Damit erreichen die seit Monaten andauernde Proteste gegen steigende Mieten und Gentrifizierung einen Höhepunkt. Das Aktionsbündnis "Recht auf Stadt", das von Vertretern verschiedenster Gruppen getragen wird, steht für gewaltfreien Widerstand. Wurde deren Protest bislang ausschließlich friedlich und kreativ vollzogen, hatten es die Hausbesetzer am Sonnabend klar auf eine Konfrontation mit der Polizei abgesehen.

"Wir nehmen uns die Stadt - Wir nehmen uns Häuser!" heißt es dazu auf Flugblättern und im Internet. Die Aktionisten, die sich als "Teil einer Kampagne für selbst organisierte Räume, gegen Privatisierung und Kommerzialisierung" verstehen, erklärten, sie hätten Öffentlichkeit schaffen wollen, um zu verdeutlichen, was sie "von Leerstand, polizeilicher Räumung und ähnlichen Unzumutbarkeiten" hielten, und gegen den geplanten Verkauf der Roten Flora protestieren wollen. "Die Flora braucht keine Verträge oder Verhandlungen, sondern weitere besetzte Häuser in der Nachbarschaft." Außerdem kündigten sie an, die vom 13. bis zum 19. November in Hamburg tagende Innenministerkonferenz (IMK) stören zu wollen. Die Losung: "IMK versenken."

Die Polizei hält sich in der Bewertung des Vorfalls noch zurück. Ob die Besetzung eine Radikalisierung der Protestbewegung aufzeigt, ist unklar. Für den kommenden Sonnabend hat die Protestbewegung "Recht auf Stadt" eine Demonstration angemeldet. 2000 Menschen sollen vom Uni-Campus zum Astraturm ziehen, um ihrer Kritik an der Hamburger Wohnungspolitik Ausdruck zu verleihen. Eine offizielle Lageeinschätzung von der Polizei gibt es nicht. Ausschreitungen werden aber nicht erwartet, heißt es aus Polizeikreisen. Ganz im Gegensatz zur Demonstration gegen die Innenministerkonferenz: "Wir bereiten uns darauf vor, dass es Störungen geben könnte", sage Polizeisprecher Mirko Streiber.

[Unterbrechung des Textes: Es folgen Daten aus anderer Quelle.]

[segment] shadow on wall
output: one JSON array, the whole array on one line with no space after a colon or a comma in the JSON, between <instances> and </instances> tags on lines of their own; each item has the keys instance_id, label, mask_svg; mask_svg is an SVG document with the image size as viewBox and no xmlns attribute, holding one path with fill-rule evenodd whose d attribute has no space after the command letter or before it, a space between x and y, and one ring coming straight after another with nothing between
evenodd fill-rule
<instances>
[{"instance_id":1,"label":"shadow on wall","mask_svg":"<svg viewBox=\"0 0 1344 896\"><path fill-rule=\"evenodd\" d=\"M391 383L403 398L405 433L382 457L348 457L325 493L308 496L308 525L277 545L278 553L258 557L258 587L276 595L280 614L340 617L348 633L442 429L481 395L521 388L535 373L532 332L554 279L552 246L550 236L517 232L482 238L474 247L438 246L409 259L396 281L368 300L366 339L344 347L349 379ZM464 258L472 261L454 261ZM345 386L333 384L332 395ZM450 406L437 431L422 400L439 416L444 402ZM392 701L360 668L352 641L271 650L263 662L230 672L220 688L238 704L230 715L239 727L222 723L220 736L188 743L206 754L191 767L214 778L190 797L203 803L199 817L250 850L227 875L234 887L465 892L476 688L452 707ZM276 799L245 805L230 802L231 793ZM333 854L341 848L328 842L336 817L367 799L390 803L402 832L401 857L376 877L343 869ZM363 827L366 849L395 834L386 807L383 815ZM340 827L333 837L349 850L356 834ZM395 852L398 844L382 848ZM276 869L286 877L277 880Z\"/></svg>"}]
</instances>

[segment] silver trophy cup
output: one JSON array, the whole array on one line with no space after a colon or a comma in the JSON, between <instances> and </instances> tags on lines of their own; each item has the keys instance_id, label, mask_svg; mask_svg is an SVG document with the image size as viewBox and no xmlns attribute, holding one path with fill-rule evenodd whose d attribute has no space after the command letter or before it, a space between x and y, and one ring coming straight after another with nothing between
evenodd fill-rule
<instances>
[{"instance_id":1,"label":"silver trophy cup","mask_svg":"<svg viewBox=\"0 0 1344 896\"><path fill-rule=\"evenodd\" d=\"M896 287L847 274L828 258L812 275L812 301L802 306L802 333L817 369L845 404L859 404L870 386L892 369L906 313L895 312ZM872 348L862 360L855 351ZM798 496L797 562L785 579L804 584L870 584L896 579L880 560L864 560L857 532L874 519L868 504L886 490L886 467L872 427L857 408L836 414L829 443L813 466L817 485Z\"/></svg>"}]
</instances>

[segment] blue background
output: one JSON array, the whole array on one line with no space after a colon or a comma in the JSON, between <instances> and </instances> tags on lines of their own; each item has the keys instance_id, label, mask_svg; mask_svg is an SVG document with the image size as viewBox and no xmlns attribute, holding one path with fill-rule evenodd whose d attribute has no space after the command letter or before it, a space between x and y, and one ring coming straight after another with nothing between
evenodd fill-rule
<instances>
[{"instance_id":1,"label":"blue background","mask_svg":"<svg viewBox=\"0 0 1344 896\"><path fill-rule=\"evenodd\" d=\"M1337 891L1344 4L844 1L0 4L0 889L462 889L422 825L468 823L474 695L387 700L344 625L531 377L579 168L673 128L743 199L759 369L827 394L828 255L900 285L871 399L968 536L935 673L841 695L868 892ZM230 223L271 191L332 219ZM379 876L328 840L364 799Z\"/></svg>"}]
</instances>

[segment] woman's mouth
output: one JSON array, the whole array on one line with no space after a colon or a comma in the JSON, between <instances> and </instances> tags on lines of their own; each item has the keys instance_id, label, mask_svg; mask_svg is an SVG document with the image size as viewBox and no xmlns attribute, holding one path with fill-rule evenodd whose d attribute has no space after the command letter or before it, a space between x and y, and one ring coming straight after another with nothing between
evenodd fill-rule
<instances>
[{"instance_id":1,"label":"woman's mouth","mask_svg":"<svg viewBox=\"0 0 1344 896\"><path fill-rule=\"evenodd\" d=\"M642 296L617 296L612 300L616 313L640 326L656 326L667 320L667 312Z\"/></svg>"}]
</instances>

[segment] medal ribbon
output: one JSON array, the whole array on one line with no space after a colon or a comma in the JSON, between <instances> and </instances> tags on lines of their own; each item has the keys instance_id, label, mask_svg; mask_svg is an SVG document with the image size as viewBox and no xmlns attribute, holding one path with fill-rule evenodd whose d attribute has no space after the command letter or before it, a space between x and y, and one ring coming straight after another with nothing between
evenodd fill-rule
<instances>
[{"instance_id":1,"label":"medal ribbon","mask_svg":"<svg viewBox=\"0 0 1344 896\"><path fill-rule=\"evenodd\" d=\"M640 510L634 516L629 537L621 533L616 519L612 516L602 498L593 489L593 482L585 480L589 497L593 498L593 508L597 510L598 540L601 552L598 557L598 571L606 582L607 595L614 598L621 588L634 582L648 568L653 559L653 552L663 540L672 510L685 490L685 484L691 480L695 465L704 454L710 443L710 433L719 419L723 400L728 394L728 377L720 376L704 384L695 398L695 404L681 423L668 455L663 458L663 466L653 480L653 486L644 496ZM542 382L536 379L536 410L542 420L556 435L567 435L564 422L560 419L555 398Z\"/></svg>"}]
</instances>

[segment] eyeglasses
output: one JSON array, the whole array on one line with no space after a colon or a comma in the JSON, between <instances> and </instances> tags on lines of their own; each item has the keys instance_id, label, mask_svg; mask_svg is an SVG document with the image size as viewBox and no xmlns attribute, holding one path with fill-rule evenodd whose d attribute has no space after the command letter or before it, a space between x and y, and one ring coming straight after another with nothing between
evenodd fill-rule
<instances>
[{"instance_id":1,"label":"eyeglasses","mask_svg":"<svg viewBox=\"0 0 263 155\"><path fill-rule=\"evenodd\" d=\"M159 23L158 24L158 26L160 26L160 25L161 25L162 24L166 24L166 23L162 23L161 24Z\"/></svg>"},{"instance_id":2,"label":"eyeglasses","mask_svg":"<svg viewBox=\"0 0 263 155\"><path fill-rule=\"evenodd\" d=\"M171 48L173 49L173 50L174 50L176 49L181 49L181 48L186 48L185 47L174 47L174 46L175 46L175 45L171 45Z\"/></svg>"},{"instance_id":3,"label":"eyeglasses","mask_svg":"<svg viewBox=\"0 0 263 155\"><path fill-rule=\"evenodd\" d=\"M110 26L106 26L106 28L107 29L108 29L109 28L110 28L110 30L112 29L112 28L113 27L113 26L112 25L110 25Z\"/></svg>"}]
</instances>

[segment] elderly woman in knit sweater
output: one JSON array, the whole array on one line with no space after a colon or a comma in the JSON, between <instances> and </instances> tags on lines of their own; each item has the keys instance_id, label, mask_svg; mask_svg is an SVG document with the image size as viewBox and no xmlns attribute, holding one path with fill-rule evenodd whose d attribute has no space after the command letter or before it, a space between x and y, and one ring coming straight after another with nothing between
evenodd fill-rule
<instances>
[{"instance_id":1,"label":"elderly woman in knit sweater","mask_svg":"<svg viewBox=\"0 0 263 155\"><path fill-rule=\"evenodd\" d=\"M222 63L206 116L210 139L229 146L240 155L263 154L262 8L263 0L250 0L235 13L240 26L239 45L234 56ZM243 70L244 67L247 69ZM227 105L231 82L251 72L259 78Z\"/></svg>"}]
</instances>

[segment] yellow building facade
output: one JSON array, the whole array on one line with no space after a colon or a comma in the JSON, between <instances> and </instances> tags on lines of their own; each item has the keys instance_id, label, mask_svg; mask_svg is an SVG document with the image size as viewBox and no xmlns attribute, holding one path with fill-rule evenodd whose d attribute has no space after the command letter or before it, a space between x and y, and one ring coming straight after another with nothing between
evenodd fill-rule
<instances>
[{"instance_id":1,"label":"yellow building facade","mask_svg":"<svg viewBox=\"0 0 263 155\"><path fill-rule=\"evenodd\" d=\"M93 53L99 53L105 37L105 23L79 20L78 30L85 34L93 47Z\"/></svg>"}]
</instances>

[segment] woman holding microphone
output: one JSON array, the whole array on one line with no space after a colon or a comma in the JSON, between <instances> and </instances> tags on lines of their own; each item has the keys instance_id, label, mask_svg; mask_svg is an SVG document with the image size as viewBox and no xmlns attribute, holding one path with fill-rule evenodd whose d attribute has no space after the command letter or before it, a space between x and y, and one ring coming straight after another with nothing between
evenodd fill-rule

Das auch als Geisterhaus bezeichnete Wohnhaus an der Juliusstraße 40, das 2008 saniert wurde, steht seit Langem in der Kritik. Zuletzt hatte der Mieterverein Mieter helfen Mietern berichtet, dass der Besitzer Ernst-August Landschulze diese und weitere Immobilien - viele davon im Schanzenviertel - trotz akuter Wohnungsnot nicht vermiete, sondern leer stehen lasse. Derzeit ist nur eine Familie an der Juliusstraße 40 gemeldet. Befürchtet wird, dass über Wohnungsknappheit höhere Mieten erzwungen werden.